The prospect of getting rich is highly motivating, and few people get rich without taking a gamble.
- Peter L. Bernstein, Against the Gods: The Remarkable Story of Risk
Alpha is used in finance to represent two things: 1, a measure of performance on a risk-adjusted basis. Alpha, often considered the active return on an investment, gauges the performance of an investment against a market index used as a benchmark, since they are often considered to represent the market’s movement as a whole. The excess returns of a fund relative to the return of a benchmark index is the fund’s alpha. Alpha is most often used for mutual funds and other similar investment types. It is often represented as a single number (like 3 or -5), but this refers to a percentage measuring how the portfolio or fund performed compared to the benchmark index (i.e. 3% better or 5% worse). Alpha is often used with beta, which measures volatility or risk, and is also often referred to as “excess return” or “abnormal rate of return.” 2, the abnormal rate of return on a security or portfolio in excess of what would be predicted by an equilibrium model like the capital asset pricing model (CAPM).
I am using “alpha” here to illustrate the upside of risk. The upside of risk is just as important as managing the downside. Participating in strategy decisions, which are at the root of most reputation crises, performing proper due diligence, designing new product, developing business development, etc. all have a risk element to them. There is a saying that “70% percent of the cost and risk inherit in a product is built in the design.” The GSOC can assist leaders with facilitating and maintaining scenario planning, research, pre-mortem as well as post-mortem analysis, red teaming, branches and sequels, planning and plans, as well tracking, monitoring, and reporting.
Two examples of companies integrating crisis and business are Walmart and Home Depot. Both organizations use weather patterns and crises to reallocate products to affected locations, which increases sales and customer service.

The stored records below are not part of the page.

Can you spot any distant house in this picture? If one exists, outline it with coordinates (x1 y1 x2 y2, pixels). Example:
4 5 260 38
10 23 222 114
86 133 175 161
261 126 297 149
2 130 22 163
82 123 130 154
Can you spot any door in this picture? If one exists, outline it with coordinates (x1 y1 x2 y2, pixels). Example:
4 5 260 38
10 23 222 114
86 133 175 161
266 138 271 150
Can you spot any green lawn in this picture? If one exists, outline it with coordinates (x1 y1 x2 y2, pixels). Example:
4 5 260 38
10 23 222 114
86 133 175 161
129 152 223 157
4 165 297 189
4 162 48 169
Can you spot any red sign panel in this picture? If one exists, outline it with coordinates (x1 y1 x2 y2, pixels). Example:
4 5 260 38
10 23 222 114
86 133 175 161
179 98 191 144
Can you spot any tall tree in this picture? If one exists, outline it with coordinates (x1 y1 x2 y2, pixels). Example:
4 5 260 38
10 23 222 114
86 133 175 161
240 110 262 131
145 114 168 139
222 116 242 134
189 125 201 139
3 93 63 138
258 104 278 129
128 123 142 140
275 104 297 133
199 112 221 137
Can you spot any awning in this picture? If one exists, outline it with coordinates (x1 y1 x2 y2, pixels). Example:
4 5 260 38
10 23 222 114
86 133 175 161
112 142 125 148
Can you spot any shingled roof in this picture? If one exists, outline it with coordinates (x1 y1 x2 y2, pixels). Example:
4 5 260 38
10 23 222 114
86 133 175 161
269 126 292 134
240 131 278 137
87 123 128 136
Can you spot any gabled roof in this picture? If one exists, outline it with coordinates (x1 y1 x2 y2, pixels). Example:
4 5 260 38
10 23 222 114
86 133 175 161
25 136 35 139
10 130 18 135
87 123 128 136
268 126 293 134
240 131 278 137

Industry intelligence is another GSOC alpha. One organization’s failure is a competitor’s victory. In this situation, the GSOC has their eyes and ears on what’s happening to the competition with a goal to capitalize on any risk and security inadequacies. Many times crisis is the only catalyst for change, whether the crisis is internal or external to the organization. It can be difficult to make necessary organizational changes without a crisis because we (humans) prefer predictability and status quo. We are more likely to make errors of omission (i.e., that is ‘do nothing’) than errors of commission (i.e., action) . Once a structure or process is in place, it’s difficult to change it as it affects people who own it and belong to it.
A crisis is an opportunity to earn and cultivate a tremendous amount of brand equity that can be leveraged for decades. Actively searching and preparing for crises from a competitive advantage increases an organization’s alpha.
Global organizations need a clearinghouse for risk and security processes, activities, and communication. A GSOC is not just a defensive capability, it’s a competitive advantage.